The U.S. Supreme Court (SCOTUS) ruled Tuesday, 6-3, in favor of Alabama’s efforts to use a 6-1 Republican congressional map for the 2026 election.
A three-judge panel of federal judges last week granted a motion by left-wing activist groups to block the use of a 6-1 Republican congressional map passed by lawmakers in 2023.
Alabama Attorney General Steve Marshall requested in a filing last week that SCOTUS enter an administrative stay and a stay pending appeal of the injunctions barring the State from using the 6-1 plan in the upcoming August 11 congressional special primary elections and November general election.
According to a brief filed by Solicitor General John Sauer, the 5-2 congressional map mandated by the three-judge panel is a “court-ordered racial gerrymander.”
A 6-3 majority of SCOTUS justices ruled on Tuesday that Alabama should be allowed to use the 6-1 Republican congressional map passed by lawmakers in 2023.

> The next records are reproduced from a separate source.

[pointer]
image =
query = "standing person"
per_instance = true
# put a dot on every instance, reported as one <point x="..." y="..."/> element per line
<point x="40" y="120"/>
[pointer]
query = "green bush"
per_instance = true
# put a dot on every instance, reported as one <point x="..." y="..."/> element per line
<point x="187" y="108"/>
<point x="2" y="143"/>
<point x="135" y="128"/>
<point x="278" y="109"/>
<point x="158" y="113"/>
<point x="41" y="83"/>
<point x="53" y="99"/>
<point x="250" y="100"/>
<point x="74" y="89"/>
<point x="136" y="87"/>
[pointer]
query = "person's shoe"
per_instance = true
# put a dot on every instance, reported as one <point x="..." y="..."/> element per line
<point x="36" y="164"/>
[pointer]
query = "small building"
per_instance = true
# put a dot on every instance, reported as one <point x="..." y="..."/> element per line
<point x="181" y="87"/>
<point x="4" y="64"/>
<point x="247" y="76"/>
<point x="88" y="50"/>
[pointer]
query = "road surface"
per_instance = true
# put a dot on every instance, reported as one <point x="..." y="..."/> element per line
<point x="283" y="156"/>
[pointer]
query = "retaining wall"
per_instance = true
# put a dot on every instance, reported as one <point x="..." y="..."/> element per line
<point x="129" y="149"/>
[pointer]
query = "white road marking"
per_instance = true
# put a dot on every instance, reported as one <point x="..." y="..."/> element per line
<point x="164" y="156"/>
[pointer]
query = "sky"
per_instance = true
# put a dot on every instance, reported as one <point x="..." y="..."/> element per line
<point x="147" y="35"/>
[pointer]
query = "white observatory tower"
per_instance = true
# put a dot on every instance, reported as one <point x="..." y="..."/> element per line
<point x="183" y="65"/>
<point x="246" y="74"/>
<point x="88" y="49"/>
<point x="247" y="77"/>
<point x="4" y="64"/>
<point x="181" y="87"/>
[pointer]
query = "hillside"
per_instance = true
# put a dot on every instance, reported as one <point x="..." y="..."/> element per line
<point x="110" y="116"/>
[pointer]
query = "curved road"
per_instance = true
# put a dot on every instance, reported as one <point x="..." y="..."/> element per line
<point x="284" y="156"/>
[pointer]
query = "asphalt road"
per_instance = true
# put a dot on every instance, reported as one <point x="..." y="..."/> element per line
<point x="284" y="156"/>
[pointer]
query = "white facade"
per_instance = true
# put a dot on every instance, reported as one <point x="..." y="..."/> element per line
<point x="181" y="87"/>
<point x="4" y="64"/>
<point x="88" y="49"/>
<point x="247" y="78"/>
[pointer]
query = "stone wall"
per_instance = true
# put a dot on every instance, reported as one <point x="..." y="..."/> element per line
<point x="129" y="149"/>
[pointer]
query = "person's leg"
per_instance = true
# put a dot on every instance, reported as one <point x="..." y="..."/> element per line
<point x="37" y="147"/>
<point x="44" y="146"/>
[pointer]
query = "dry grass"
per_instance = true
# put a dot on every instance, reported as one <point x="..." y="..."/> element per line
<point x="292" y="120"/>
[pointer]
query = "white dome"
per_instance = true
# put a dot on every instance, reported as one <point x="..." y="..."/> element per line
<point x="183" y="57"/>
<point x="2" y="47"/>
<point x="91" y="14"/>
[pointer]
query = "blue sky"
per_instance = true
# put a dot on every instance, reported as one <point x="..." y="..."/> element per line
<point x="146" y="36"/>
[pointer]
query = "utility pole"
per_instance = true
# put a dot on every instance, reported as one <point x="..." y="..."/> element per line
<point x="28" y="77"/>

“The District Court found a violation even though the plaintiffs’ alternative map would not perform just as well as to the State’s constitutionally permissible criteria of keeping together the Gulf Coast community of interest and avoiding the pairing of incumbents. The District Court also failed to follow our instruction in Callais that the mere fact that voters of different races vote for different parties is not relevant to proving racially polarized voting patterns. See id., at ___ (slip op., at 30). The State has also made a strong showing of irreparable harm and that the equities and public interest favor it. We have repeatedly cautioned that lower federal courts should not “alter the election rules on the eve of an election,” the justices wrote. “Here, the District Court interposed itself into Alabama’s ongoing efforts to conduct its imminent 2026 congressional elections under maps that its elected representatives selected. Its view that conducting the elections under court-imposed maps would be more convenient for the State was not a valid justification for that intervention. While federal courts should not impose changes close to an election, ibid., States are free to decide for themselves whether last-minute changes to an election are in their best interests.”
SCOTUS Associate Justices Sonia Sotomayor, Elena Kagan, and Ketanji Brown Jackson dissented.